MPI+OpenMP: he-hy - Hello Hybrid! - compiling, starting, pinning


Prepare for these Exercises:

cd ~/HY-VSC/he-hy     #   change into your he-hy directory


Contents:

README_he-hy.sh           #   README file (very long --> follow the Moodle) - do NOT run as script... - .sh mainly for colors

job_*.sh                          #   job-scripts to run the provided tools, 2 x job_*_exercise.sh

*.[c|f90]                          #   various codes (hello world & tests) - NO need to look into these!

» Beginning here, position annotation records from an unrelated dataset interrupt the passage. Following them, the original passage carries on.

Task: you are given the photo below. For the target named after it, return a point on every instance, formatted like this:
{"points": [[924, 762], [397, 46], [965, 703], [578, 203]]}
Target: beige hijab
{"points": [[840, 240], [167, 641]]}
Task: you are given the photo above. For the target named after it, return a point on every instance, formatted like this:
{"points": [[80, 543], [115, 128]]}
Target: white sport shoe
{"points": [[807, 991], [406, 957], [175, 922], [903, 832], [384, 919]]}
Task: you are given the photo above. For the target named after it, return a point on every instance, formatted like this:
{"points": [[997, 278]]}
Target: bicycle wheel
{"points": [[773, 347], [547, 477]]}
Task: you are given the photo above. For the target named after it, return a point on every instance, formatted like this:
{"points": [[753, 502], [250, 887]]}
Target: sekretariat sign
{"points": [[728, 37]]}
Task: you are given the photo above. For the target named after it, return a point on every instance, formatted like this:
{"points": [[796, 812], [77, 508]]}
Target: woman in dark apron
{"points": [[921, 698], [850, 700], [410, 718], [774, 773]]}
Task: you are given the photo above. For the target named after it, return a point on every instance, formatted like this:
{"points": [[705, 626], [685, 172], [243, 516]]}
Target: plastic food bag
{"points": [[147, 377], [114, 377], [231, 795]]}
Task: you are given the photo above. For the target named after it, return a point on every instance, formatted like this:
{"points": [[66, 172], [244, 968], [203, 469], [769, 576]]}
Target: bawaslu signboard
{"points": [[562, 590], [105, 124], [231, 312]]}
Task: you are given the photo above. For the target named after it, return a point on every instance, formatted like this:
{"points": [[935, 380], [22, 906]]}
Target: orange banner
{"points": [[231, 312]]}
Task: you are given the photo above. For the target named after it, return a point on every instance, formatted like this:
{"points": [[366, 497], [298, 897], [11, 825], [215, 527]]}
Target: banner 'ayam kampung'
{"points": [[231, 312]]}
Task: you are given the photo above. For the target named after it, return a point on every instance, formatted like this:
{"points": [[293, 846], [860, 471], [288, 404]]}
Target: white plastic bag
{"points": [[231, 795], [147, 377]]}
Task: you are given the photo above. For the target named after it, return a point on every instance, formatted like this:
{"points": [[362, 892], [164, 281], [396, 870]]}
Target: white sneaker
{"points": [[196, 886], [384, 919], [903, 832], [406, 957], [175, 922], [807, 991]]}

vsc3/vsc3_slurm.out_*     #   vsc3 output files - sorted and with comments & debugging info



IN THE ONLINE COURSE this exercise shall be done in two parts:

    first exercise        =   1. + 2. + 4.          (skipping 3. for now)

    second exercise   =   5. + 3. + 6. + 7.   (after the talk on hardware and pinning)



    ! you have to check all hardware partitions you would like to use separately !


1. FIRST THINGS FIRST - PART 1:   find out about a (new) cluster - login node

    module (avail, load, list, unload); compiler (name & --version)

    Always check compiler names and versions, e.g. with: mpiicc --version !!!


2. FIRST THINGS FIRST - PART 2:   find out about a (new) cluster - batch jobs

    job environment, job scripts (clean) & batch system (SLURM); test compiler and MPI version

    job_env.sh,  job_te-ve_[c|f].sh,  te-ve*


SLURM (vsc3):

sbatch job*.sh                                      #   submit

sq                                                          #   check

scancel JOB_ID                                     #   cancel

output will be written to: slurm-*.out     #   output


3. --> skip this point in the first exercise (and come back later...)
3. MPI-pure MPI:      compile and run the MPI "Hello world!" program (pinning)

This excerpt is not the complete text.